But I also wanted to murder that pedophile fuck.
I didn’t know where this overwhelming desire for justice came from. It must’ve been the same impulse that made me step in every time I heard Uncle Bernard about to beat up Robyn. It had been the reason I’d done it back when I’d been small and had taken the full force of his wrath instead of letting Robyn get hit. These days it was easier to get involved, but back then it had taken a lot of balls.
Back then, I’d had a lot of bruises. I’d had to get good at hiding.
Dr. Silver deserved whatever he got. The piece of garbage had the gall to present himself in public as some fine, upstanding citizen and protector of children and the vulnerable and some shit, while simultaneously ruining lives with his sick, twisted sexual needs.
I could almost understand why her parents hadn’t believed her. It’d be hard to fathom that a guy like Dr. Silver would do something so brutally horrible, especially to your own child—and yet there was no part of me that questioned Cora’s story.
Maybe I should’ve pressed her. She wanted me to murder the guy, after all, and the least I could do was make sure he was guilty.
I had no interest in playing that game.
Cora had said he’d done it, so he’d done it. People didn’t lie about that sort of thing, especially not when the stakes were so unfathomably high.
Dr. Silver had to die. There was no question in my mind.
He was too well-positioned to keep doing this shit over and over and over.
The only question was how I’d pull it off.
6
Cora
Buying a burner phone was surprisingly easy. My parents didn’t even ask why I left the house on my bike at seven and came back an hour later half frozen from riding in the cold.
I got the phone set up then signed up for a VPN on my laptop.
Jarrod was right. I hated to admit it, but I’d been doing all this stuff out in the open for the past few years. I cringed thinking what kind of footprint I’d left. When we finally ended Dr. Silver, I only hoped that the detectives assigned to his case didn’t come searching for me, because I was sure they’d find something incriminating.
But at least I could try to do better now.
The next day I met Jarrod outside of his history class before it started and shoved a piece of paper with my burner number on it. He barely glanced at me twice, but put the scrawled note in his pocket as he brushed past.

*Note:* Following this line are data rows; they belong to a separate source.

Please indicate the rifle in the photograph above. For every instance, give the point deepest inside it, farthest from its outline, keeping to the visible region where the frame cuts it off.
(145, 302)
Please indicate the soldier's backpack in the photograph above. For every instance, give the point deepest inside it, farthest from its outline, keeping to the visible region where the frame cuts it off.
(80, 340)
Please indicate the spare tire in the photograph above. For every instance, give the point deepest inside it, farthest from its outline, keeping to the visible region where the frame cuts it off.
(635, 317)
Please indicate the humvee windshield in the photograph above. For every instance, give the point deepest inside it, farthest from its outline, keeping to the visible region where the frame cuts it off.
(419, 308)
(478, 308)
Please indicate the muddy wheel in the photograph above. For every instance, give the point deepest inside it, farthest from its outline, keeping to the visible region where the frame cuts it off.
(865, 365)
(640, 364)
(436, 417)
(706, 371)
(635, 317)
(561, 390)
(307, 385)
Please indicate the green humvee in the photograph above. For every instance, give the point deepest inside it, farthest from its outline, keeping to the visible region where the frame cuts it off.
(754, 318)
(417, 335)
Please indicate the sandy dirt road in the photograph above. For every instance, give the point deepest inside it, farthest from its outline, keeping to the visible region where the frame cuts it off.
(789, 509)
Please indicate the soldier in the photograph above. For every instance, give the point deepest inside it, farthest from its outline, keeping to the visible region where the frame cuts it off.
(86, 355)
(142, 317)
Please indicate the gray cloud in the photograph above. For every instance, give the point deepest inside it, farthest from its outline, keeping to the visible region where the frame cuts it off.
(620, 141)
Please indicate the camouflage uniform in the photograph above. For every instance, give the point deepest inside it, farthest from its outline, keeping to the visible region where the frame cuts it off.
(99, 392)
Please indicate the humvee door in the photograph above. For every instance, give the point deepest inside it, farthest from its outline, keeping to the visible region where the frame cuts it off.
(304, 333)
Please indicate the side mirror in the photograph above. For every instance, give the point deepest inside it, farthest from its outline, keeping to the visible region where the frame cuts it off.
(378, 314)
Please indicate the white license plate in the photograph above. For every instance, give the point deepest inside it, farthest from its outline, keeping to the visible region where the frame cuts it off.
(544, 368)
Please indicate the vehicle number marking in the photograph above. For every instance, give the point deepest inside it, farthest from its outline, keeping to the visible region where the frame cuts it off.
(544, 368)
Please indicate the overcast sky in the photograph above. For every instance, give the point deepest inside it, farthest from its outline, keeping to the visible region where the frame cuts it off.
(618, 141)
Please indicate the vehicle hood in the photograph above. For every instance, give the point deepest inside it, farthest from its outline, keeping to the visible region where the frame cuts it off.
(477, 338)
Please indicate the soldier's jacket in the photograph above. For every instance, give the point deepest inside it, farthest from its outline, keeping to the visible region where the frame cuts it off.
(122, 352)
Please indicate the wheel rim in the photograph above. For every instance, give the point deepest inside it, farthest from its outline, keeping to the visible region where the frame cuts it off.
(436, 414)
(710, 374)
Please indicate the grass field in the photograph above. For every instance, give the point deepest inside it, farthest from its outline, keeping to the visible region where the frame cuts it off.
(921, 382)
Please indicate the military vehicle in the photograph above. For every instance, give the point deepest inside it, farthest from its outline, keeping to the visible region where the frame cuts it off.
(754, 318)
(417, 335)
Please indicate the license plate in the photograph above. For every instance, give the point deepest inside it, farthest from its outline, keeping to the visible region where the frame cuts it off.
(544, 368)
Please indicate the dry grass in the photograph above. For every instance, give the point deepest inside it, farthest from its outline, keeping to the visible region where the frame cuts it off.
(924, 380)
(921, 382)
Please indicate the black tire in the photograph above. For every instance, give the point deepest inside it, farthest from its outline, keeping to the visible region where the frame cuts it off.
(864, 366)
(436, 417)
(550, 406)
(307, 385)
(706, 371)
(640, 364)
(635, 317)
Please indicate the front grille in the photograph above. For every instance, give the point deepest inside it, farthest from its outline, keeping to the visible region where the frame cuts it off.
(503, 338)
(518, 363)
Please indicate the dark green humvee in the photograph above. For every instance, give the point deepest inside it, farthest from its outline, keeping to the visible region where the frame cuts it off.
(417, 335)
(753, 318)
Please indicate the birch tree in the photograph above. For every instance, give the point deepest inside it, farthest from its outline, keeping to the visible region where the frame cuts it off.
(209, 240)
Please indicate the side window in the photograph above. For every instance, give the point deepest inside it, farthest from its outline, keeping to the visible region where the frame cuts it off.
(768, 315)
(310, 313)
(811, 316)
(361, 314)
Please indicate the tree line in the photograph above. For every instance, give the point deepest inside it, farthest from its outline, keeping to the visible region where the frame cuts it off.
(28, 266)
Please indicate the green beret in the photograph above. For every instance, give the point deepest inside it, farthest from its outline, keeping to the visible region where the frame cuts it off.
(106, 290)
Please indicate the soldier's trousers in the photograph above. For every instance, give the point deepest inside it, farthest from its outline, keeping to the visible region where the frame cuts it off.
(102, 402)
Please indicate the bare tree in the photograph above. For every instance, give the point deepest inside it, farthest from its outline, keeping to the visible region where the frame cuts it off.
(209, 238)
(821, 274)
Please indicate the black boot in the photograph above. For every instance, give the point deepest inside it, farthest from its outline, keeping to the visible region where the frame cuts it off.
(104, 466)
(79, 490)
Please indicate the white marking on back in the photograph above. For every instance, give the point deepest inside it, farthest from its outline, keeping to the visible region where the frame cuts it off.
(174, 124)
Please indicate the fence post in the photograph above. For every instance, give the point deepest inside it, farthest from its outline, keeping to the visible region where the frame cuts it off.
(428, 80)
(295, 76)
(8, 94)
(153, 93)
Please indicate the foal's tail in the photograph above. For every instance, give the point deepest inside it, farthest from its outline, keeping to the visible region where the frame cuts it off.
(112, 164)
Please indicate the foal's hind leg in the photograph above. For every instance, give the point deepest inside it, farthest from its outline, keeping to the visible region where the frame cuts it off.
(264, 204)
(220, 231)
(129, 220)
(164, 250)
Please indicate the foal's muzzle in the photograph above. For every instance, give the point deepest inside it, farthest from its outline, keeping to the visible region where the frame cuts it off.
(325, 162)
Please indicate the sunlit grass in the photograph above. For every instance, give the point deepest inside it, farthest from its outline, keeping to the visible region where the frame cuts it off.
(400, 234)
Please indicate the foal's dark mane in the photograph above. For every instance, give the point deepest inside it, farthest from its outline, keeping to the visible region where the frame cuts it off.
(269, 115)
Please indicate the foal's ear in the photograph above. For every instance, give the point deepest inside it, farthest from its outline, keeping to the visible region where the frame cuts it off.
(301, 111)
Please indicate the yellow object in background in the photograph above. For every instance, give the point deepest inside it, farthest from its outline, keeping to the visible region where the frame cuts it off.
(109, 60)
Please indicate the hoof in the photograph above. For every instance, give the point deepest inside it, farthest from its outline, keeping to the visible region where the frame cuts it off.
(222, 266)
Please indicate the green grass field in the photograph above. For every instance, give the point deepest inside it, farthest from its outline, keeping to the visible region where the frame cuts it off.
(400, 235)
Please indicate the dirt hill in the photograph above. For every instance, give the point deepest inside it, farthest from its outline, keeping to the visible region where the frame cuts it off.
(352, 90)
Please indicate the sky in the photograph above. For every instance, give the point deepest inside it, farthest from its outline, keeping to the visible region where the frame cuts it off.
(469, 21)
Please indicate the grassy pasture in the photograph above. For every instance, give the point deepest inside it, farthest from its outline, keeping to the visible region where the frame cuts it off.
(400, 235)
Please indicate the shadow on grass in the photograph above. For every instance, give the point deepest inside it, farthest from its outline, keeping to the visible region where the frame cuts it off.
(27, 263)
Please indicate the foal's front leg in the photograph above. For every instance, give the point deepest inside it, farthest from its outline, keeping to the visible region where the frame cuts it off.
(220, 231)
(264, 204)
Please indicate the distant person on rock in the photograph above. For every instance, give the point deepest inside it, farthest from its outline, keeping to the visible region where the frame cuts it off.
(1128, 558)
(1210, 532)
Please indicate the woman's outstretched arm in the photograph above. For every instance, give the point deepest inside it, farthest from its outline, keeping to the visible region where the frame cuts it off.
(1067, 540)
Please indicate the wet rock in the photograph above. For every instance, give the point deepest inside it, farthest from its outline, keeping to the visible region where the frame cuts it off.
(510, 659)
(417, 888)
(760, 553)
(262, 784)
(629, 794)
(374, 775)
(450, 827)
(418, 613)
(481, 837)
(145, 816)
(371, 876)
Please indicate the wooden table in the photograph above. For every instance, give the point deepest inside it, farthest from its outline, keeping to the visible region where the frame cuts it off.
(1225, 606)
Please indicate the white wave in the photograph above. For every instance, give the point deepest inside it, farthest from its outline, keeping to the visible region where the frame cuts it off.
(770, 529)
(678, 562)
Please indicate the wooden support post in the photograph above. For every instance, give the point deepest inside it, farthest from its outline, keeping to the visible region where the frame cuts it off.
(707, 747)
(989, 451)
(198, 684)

My stomach did flips as I sat in the library, leg bouncing, waiting for him to message.
I was really doing this.
I was going to help Jarrod murder a man. Dr. Silver would finally pay for what he did to me and my brother all those years ago, and no matter what happened afterward, at least I could live the rest of my life knowing I did the right thing.
That I saved countless victims from his slimy fingers.
I shivered and stared out the window of the library, and didn’t notice a figure sit down across from me. I looked over and nearly screamed.
Calvin Solar stared at me with an uncanny intensity.
Of the Four Horsemen (another version: The Four Horsecocks), he was the strangest. Not that it impacted his popularity at all; in fact, if anything, his mysterious, stand-offish nature made women want him even more and men feel like they had to prove themselves around him, as if he were judging them silently.
I didn’t know what to make of him, and definitely didn’t know what the hell to think of him sitting across from me in the library, staring at me silently.
“Uhh, hey, Calvin.”
He tilted his head and frowned like he was an alien and didn’t know how to communicate with a silly primitive human yet.
“Can I, uh, help you with something?”
I’d never spoken to Calvin before in my life and his presence did not make me feel any better about murdering someone.
“What’s your deal, Cora?”
His voice was deep and soft. I blinked a couple times, trying to process his words. “What’s my deal?”
“Your deal. Your thing. What’s your truth?”
I laughed nervously. “I can’t tell if this is some weird New Agey thing or a prank.”
“You came to Addler’s house the other night and talked with Jarrod. What do you want with him?”
I went very still.
I hadn’t realized anyone noticed. But of course they did. When one of the Horsemen walked past, all eyes inevitably turned toward him, and some of those eyes must’ve noticed me floundering along in his wake.
How Calvin knew about it, I had no clue.
“Tutoring,” I said lamely. “Remember?”
He snorted. “Nobody comes to Addler’s place to talk about tutoring.”
“I do. I’m a goody two-shoes. That’s what everyone says, anyway.”